Wednesday, May 13, 2009

2020 ChinaCap Acquirco, Inc. and its BVI subsidiary sign share purchase agreement with WHL

On May 11, 2009, 2020 ChinaCap Acquirco, Inc. has announced that along with its wholly-owned British Virgin Islands-registered subsidiary Exceed Company Limited (Newco) it has entered into a definitive share purchase agreement with Windrace International Company Limited (WHL). WHL is one of the largest branded sportswear companies in China, engaged in the design, manufacturing, trading and distribution of sporting goods in the country. 2020 is a public acquisition company formed in Delaware in 2006, to effeect a business combination with an operating business with operations in PRC.

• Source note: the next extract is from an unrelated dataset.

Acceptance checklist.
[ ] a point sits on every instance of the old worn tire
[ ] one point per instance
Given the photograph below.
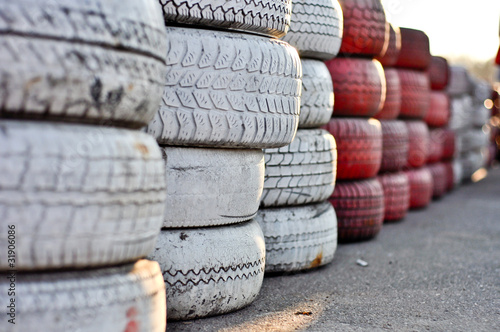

After completion of the transaction, WHL will become a wholly owned subsidiary of Newco. Current management of the company will continue to run the business following consummation of the acquisition. George Lu, Chairman and CEO of 2020, stated that over the last years WHL managed to build one of the top five sporting goods companies in its market segment, and they are confident that its current transformational strategy 'will give the way to a stronger leadership position for WHL in China.'

Pursuant to the Share Purchase Agreement dated May 8, 2009, Newco will acquire all of the ordinary shares of WHL, and the last one will become a wholly owned subsidiary of Newco, which will merge with 2020, Newco being as the surviving company. Newco will acquire WHL in an all-stock transaction which includes 17,008,633 ordinary shares of Newco stock, excluding additional contingent shares. Pursuant to the agreement, 2,750,000 shares will be issued to WHL shareholders upon closing. Up to 14, 258,633 shares of these 17,008,633 shares noted will be released to WHL shareholders when, on a consolidated basis, the surviving company achieves or exceeds after-tax net profits in the fiscal years of 2009, 2010 and 2011.

Furthermore, WHL shareholders and their designees will be issued an additional 2,212,789 ordinary shares of Newco, when the surviving company achieves or exceeds after-tax net profits in the fiscal year ended December 31, 2011, in the amount of $64,333,821.